Aus diesem Ablauf ergibt sich das fehlende Verschulden der Betroffenen an der Fristversäumnis, § 44 Satz 2 StPO.

(2)

Bei einem Antrag auf Wiedereinsetzung in den vorigen Stand wegen unterbliebener Rechtsmittelbelehrung hat der Antragsteller nach obergerichtlicher Rechtsprechung darzulegen und glaubhaft zu machen, daß die Fristversäumung gerade dadurch verursacht worden ist (Senat, NStZ 1989, 242; MDR 1990, 460; OLG Düsseldorf, 1. Strafsenat, NStZ 1986, 233; NJW 1993, 1344; MDR 1997, 282 jeweils m.w.N.; Kleinknecht/Meyer-Goßner, aaO., Rz. 22 zu § 44 m.w.N.).

Dieser Ursachenzusammenhang zwischen unvollständiger Rechtsmittelbelehrung und der Versäumung der Beschwerdefrist muß auch bei einer in Betracht kommenden Wiedereinsetzung in den vorigen Stand von Amts wegen festgestellt werden.
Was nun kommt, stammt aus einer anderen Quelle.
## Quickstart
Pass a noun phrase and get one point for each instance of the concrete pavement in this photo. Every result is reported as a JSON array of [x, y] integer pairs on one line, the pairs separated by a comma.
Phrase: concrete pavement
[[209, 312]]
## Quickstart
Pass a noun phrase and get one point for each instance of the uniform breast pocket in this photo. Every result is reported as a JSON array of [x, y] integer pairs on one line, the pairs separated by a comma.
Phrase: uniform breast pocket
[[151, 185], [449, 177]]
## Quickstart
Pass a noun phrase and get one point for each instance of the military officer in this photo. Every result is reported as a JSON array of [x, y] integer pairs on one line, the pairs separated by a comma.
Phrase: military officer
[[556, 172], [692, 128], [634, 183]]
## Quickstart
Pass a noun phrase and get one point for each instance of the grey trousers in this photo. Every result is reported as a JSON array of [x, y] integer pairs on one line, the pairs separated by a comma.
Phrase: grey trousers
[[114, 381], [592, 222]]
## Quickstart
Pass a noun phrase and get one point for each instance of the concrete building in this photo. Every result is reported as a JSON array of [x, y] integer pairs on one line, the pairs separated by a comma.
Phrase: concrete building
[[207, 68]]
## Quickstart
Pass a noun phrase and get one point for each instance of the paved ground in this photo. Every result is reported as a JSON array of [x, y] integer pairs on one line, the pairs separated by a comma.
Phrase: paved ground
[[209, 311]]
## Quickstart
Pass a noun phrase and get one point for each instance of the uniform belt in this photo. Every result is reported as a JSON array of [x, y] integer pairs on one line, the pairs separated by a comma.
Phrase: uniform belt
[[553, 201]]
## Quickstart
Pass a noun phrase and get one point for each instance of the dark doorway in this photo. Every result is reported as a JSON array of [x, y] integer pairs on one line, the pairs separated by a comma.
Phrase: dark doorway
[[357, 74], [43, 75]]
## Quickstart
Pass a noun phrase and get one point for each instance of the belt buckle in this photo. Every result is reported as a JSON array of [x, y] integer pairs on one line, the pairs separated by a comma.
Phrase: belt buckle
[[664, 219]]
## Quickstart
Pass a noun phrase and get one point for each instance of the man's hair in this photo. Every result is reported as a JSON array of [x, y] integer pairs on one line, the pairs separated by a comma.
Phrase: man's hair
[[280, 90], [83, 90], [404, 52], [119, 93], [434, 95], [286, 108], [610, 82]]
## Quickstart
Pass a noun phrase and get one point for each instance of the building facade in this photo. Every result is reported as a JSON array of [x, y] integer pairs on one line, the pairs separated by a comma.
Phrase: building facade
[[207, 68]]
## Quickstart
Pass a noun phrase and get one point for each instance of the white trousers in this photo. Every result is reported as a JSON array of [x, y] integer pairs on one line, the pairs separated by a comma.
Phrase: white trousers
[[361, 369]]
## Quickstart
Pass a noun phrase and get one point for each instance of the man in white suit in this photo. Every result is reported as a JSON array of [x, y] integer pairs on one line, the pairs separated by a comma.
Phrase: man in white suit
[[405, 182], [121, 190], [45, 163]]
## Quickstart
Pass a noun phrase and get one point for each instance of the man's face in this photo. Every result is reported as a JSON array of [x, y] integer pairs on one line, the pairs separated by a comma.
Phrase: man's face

Er muß entweder offenkundig sein oder aus den Akten deutlich erkennbar sein (OLG Saarbrücken, NStZ 1986, 470, 472; OLG Zweibrücken, VRs 88 [1995], 356, 357).

Für den Senat ist aus dem Akteninhalt ohne weiteres ersichtlich, daß die Betroffene gerade deshalb die Wochenfrist des § 181 Abs. 1 GVG versäumt hat, weil sie über die Beschwerdefrist in der Hauptverhandlung nicht unterrichtet worden ist.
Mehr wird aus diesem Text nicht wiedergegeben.